Wise words from Clay Shirky on retaining millenials. It's a pet peave of mine when companies wait to promote or pay market rate to employees once the employee has already found another job. If you really valued that employee, you'd be pre-emptive. The thing that has really changed is that the costs of searching for a new job, or more accurately, being referred to a new job through your social networks, has dropped dramatically.
If I’m a 25-year-old and I’m sitting at my desk thinking, “I’ve been doing this job for two
years, it’s time to look around for something else. I wonder what’s next for me,” it would be
easier for me to find a better job in a different city, working for a different company, than
to go into my own company and say, “Where’s a new job for me? How do I get a promotion?”
In part because companies just make the internal career path harder for all kinds of reasons—they don’t publish it as clearly, middle management is often worried about people trying to rise through the ranks.
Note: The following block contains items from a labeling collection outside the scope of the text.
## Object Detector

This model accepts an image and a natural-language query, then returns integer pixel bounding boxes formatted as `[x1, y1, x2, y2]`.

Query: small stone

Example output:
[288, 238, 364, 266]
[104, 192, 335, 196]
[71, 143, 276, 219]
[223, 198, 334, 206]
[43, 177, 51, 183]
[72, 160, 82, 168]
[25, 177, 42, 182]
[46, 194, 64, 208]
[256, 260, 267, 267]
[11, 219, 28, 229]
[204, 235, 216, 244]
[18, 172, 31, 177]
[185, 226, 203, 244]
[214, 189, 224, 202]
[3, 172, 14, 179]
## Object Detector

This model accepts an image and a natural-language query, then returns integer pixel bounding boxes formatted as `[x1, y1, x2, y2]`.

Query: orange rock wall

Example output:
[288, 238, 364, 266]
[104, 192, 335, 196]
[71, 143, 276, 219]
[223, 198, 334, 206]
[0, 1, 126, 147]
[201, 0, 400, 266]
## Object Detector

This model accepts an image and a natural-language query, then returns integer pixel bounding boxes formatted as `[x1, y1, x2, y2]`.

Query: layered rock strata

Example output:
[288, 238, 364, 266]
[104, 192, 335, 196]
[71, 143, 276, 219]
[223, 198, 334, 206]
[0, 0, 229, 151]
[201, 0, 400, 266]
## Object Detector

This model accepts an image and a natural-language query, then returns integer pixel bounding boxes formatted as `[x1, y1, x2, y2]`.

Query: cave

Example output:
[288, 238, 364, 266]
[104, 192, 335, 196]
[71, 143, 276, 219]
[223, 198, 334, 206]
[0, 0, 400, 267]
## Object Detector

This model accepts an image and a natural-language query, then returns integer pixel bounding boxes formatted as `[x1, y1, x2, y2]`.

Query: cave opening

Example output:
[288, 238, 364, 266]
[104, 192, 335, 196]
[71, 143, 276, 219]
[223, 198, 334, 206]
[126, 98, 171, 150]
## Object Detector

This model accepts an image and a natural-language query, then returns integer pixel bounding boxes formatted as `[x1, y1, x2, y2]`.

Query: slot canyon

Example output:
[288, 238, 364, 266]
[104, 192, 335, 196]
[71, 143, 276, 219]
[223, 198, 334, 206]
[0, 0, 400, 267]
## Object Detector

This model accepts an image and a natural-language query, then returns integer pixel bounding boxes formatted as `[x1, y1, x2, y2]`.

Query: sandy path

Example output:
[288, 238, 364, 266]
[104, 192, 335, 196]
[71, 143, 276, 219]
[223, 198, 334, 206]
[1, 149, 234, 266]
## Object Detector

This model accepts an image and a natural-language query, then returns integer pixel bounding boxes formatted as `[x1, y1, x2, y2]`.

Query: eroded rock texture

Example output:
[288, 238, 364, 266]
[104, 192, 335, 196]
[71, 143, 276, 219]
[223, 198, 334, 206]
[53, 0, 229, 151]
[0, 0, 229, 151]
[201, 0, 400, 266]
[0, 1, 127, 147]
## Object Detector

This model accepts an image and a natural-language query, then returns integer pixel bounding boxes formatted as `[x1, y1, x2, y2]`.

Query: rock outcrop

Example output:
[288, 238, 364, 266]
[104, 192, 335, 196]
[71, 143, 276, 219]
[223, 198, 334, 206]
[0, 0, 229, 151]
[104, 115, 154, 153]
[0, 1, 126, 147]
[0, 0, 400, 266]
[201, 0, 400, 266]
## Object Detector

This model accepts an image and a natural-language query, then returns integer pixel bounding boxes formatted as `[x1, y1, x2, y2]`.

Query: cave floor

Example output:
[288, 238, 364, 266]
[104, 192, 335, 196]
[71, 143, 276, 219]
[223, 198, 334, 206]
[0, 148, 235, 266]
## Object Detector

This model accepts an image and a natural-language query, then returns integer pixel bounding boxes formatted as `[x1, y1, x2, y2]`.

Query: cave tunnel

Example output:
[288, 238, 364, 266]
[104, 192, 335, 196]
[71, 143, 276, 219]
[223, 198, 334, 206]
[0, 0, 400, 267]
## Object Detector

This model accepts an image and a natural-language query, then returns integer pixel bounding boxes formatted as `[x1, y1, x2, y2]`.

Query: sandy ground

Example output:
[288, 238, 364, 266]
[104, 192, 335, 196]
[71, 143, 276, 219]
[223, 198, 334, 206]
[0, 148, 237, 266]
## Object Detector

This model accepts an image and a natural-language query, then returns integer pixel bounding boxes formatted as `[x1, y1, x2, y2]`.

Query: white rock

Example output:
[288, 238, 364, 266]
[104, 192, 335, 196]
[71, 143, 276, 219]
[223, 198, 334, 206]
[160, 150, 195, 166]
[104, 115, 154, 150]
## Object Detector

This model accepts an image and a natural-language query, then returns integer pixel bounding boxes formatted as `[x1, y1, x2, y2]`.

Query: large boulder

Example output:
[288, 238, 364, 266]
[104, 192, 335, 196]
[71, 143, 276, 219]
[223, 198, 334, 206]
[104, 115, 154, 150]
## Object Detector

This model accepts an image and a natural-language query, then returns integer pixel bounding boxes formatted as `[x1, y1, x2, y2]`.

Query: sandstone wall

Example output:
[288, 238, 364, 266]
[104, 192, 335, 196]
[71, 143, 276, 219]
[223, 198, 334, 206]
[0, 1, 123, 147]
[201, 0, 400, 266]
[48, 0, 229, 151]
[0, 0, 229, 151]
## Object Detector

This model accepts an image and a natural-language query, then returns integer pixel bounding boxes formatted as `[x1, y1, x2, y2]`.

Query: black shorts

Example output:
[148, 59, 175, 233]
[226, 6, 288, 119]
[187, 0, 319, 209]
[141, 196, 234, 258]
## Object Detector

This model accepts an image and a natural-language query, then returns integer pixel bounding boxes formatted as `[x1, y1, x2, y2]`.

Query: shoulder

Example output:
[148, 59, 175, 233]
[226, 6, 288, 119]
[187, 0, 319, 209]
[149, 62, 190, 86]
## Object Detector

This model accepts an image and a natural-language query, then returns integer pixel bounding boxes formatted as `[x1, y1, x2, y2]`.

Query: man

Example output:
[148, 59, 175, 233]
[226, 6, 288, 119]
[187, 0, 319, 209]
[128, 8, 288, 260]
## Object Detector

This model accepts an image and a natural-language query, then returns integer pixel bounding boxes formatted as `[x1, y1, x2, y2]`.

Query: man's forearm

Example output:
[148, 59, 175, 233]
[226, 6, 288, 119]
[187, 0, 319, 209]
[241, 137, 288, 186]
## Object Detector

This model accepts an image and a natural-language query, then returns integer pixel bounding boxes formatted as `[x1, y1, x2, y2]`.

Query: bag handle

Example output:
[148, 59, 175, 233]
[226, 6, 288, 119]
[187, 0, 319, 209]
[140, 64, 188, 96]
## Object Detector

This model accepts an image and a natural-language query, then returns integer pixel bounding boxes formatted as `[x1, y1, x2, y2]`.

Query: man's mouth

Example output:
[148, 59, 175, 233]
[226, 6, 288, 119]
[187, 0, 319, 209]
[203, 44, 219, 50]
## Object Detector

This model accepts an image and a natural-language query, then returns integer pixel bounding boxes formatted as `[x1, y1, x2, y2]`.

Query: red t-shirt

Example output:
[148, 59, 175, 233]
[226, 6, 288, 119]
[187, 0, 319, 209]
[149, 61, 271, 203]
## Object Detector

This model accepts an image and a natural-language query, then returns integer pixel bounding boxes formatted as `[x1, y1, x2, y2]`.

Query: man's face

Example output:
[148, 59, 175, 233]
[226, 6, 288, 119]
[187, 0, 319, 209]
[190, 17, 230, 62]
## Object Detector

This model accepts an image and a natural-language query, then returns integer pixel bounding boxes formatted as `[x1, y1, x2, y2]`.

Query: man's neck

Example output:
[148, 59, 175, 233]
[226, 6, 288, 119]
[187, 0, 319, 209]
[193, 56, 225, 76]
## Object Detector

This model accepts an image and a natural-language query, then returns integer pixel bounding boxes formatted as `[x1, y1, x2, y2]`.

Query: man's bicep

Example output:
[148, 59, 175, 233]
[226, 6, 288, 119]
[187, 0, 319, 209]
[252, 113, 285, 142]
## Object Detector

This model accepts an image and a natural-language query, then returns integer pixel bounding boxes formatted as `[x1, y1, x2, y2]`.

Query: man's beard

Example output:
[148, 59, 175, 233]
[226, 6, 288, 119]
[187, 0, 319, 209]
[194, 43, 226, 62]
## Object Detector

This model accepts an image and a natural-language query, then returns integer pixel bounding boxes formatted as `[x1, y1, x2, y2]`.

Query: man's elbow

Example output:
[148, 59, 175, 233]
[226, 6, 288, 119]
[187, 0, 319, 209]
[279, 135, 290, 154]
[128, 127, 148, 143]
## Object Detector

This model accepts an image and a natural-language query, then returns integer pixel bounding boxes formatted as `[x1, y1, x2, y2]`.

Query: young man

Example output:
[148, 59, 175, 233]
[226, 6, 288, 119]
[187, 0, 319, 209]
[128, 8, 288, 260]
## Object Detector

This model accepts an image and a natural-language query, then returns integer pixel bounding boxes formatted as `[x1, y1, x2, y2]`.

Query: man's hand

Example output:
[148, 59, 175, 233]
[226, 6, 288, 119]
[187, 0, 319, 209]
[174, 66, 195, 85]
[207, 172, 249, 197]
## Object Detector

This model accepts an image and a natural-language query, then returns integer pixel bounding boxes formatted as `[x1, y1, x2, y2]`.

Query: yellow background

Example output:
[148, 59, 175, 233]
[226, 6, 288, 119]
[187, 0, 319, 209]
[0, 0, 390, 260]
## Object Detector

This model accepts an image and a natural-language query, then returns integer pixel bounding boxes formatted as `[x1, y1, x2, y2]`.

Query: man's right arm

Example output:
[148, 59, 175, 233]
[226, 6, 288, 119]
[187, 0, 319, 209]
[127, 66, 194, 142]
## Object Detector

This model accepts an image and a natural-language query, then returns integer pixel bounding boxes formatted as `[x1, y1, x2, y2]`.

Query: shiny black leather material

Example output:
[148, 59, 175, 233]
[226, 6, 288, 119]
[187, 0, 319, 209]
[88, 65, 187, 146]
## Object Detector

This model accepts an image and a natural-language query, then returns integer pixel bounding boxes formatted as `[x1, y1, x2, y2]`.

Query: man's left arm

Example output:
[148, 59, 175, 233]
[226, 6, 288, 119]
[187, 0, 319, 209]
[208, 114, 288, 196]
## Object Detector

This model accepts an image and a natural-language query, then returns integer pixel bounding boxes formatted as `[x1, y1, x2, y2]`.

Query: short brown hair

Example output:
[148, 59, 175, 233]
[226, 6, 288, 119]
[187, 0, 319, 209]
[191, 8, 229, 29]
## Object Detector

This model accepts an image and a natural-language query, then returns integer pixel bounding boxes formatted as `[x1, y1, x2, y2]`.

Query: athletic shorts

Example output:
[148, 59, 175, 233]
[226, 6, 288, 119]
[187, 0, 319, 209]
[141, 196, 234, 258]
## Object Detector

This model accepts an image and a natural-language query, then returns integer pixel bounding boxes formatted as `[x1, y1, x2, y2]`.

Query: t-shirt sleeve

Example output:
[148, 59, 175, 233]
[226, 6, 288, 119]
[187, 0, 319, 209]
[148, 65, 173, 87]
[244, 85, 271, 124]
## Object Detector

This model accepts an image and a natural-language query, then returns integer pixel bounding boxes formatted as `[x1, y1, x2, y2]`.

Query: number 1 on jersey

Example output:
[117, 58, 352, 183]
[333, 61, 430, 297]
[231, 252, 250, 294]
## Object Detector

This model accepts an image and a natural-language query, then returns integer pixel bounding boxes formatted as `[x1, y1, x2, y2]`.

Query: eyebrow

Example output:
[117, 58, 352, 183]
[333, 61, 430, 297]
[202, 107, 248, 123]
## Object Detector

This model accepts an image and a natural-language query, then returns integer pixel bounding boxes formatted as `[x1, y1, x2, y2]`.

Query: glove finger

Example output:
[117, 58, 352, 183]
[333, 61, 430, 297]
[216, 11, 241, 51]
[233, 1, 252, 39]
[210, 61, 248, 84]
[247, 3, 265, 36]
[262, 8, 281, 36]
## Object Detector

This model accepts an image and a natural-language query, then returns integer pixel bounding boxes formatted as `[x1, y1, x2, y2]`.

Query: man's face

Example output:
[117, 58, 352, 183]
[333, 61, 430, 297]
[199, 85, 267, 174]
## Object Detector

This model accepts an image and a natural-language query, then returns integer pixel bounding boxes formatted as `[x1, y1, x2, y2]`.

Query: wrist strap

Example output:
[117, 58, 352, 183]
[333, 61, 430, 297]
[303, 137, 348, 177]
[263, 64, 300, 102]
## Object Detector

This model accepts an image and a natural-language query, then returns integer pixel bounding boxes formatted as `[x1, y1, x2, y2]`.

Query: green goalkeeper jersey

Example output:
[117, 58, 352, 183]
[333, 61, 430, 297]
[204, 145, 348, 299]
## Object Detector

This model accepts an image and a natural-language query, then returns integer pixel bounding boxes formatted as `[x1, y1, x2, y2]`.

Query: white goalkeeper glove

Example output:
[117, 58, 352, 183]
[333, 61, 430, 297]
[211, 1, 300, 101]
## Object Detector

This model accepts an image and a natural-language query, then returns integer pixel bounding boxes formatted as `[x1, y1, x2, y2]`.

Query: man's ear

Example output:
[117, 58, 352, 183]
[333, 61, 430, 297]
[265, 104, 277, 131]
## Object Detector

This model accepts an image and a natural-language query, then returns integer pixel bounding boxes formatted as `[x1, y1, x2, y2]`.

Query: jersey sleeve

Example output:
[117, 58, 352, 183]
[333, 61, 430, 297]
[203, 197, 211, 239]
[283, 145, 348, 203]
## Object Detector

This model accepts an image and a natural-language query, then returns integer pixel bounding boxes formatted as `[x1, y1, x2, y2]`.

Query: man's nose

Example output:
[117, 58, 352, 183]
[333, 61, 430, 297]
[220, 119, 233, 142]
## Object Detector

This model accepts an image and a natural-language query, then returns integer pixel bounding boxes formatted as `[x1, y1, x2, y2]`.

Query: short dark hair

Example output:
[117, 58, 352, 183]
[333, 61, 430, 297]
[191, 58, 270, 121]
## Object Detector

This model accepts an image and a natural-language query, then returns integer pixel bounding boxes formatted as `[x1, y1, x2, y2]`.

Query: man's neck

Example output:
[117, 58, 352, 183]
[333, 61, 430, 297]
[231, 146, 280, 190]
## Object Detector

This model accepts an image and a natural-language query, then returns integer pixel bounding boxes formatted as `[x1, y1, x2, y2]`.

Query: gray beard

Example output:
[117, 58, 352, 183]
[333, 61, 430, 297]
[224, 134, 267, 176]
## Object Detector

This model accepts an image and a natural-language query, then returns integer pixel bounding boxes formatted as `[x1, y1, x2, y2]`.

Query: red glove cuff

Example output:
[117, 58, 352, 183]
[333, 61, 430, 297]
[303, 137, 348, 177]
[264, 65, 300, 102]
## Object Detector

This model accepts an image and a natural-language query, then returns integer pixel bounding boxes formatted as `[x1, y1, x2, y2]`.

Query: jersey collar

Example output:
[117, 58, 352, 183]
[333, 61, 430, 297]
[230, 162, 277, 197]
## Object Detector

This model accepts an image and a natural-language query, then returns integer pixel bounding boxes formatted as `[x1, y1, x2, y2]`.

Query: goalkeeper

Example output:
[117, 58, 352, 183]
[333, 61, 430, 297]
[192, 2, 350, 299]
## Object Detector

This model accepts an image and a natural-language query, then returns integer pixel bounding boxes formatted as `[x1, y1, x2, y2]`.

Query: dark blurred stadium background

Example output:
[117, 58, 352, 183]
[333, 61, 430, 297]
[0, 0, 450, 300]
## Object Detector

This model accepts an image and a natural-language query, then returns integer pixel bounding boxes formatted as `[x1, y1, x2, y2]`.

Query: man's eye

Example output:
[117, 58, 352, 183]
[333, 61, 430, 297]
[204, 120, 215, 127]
People think, “Oh, I can keep them there for a while because they’re useful in that position.”
If the search costs for finding a new job are easier outside your company than inside your
company, you’re communicating something to them about loyalty as well. That’s another
place where a manager can say, “Look, here’s how career paths go at this institution. Here
are the skills you need, [and] here are the different departments we have.”
But it’s culturally very hard, because it accepts the fact that the employees who are on your
front line, who may well be your best next employees in higher positions, have a much
greater ability to search for opportunity than they used to. And so you can’t rely on them
sticking around for however long you want them to stick around before you promote them.